Crowdstrike CEO George Kurtz was only CTO at McAfee when he was responsible for delivering the world his first tech disaster. The scenario was the same as the current debacle. An update for security software, released without basic testing crashed host operating systems. As I browse Crowdstrike’s careers page today, I see no openings for Quality Managers. There are a few openings for SDETs and one SDET manager.
What I find most interesting about the current debacle is that it could have been discovered by a simple test. This test could have been designed, implemented, and executed by anyone in a development team. All it would have taken is a single person to think “What would happen if someone shipped an empty or malicious .sys file?” It’s even possible that someone wrote an automated test for this simple condition. However, if that case exists, it wasn’t a part of strict release criteria. It should have been.

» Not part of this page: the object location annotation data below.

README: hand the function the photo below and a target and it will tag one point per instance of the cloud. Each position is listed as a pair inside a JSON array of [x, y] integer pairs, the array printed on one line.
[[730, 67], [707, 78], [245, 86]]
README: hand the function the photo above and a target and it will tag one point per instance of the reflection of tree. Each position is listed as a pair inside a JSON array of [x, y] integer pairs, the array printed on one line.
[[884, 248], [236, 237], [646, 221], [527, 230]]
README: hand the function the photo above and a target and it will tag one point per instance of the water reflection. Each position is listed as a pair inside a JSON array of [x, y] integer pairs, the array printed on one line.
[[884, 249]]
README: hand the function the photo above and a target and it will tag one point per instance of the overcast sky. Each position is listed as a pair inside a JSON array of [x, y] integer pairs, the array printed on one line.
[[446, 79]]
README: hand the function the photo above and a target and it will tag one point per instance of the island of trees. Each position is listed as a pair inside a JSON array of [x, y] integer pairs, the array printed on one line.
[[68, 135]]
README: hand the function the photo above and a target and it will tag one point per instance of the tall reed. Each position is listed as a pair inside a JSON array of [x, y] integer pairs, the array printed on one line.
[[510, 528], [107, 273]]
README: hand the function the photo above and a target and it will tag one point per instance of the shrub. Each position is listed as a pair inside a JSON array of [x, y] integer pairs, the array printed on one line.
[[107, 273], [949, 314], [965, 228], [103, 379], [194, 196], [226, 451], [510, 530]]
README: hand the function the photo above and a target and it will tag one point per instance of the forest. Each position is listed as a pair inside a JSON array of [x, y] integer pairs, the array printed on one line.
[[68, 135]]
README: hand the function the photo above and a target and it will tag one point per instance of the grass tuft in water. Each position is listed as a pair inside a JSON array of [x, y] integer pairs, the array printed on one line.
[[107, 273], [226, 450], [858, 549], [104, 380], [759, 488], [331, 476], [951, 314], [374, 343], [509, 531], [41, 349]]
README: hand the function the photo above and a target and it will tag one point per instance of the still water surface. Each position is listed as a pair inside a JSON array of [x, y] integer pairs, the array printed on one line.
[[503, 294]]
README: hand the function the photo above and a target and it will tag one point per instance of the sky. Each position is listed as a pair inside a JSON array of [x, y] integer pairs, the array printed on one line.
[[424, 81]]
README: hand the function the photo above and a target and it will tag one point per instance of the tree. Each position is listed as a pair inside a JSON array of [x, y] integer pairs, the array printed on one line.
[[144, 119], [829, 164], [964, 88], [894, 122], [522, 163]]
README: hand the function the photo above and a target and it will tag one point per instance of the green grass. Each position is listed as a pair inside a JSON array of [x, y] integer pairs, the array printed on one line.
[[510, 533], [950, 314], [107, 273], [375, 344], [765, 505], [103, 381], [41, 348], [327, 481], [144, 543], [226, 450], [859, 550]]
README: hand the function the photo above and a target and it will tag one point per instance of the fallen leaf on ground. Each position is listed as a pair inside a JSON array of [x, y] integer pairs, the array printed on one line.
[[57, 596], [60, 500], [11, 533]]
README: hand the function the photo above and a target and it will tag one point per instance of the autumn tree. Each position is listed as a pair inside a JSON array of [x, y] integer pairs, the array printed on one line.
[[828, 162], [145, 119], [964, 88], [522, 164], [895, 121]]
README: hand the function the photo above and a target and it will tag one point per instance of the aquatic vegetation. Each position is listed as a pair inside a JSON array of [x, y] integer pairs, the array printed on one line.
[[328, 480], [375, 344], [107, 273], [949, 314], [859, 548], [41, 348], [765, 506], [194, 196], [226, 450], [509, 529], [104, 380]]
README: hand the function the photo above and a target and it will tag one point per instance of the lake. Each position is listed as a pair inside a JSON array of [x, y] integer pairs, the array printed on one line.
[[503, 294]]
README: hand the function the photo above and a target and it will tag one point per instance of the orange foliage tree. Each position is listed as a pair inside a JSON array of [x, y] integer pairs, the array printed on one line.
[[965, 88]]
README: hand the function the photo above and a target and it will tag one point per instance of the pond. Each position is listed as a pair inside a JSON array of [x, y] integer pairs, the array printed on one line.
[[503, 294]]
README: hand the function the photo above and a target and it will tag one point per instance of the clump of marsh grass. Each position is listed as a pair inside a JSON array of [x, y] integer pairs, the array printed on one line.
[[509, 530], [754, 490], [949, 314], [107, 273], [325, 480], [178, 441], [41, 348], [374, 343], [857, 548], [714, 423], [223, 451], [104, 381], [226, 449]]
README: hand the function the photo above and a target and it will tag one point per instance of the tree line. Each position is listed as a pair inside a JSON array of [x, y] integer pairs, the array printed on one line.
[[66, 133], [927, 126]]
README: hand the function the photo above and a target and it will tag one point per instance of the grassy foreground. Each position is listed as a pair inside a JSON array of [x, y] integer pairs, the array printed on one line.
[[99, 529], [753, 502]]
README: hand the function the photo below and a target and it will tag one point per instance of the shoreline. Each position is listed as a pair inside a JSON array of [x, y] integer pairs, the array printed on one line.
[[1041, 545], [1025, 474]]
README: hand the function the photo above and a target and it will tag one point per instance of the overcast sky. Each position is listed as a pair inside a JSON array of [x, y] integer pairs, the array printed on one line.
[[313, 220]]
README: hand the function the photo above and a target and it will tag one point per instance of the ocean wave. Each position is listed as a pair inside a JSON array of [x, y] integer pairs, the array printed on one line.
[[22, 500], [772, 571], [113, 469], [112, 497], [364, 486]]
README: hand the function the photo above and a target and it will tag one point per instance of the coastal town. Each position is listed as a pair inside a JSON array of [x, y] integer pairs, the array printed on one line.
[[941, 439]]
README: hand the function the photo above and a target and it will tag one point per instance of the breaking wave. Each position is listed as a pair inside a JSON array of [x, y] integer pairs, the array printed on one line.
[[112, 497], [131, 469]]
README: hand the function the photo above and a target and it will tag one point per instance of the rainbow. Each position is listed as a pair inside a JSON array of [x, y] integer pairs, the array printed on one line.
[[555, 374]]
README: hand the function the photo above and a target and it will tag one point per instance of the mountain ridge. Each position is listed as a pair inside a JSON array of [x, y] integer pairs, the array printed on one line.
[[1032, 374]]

We may never know the details of why the update was shipped. I’ve been in these meetings as engineering leaders in unhealthy companies scramble to shift the blame to another team. All too often teams that are primarily tasked with testing are the favorite targets. I’ve also seen the process handled in healthy organizations where the root-cause analysis is done with the objective of correcting the underlying system issues, instead of blaming individuals. Have no illusion, there is some poor individual who made the decision to roll out this update. Clearly, they did so without enough information.
The economic cost of this particular failure will be counted in the billions or trillions of dollars. Crowdstrike may experience a short term brand and sales damage in the wake of this entirely avoidable outage, but they will not change their corporate structure. They won’t fix the problem. Whenever you have software quality professionals beholden to managers with a strictly engineering focus, they do not have enough leverage to create change. The ultimate culprit, the CEO (or CTO) pushing for lower and lower costs, will escape culpability. Many times they choose to staff their quality departments with the cheapest (and most inexperienced) possible options, because they know that they are protected by the pages and pages of legalese in the user agreements. I’m certain (without even looking) that the user agreements for both Windows and Crowdstrike software absolve them of any actual financial responsibility for disrupting productivity for their worldwide customers.
I also know there will not be a new executive board member dedicated to enterprise quality process in either company, because we consumers have no leverage. That said, in the future I’m going to be adamant about asking for proof of testing when executing global releases or evaluating vendor solutions. You should question any corporation that does not offer proof of test although very few could deliver it.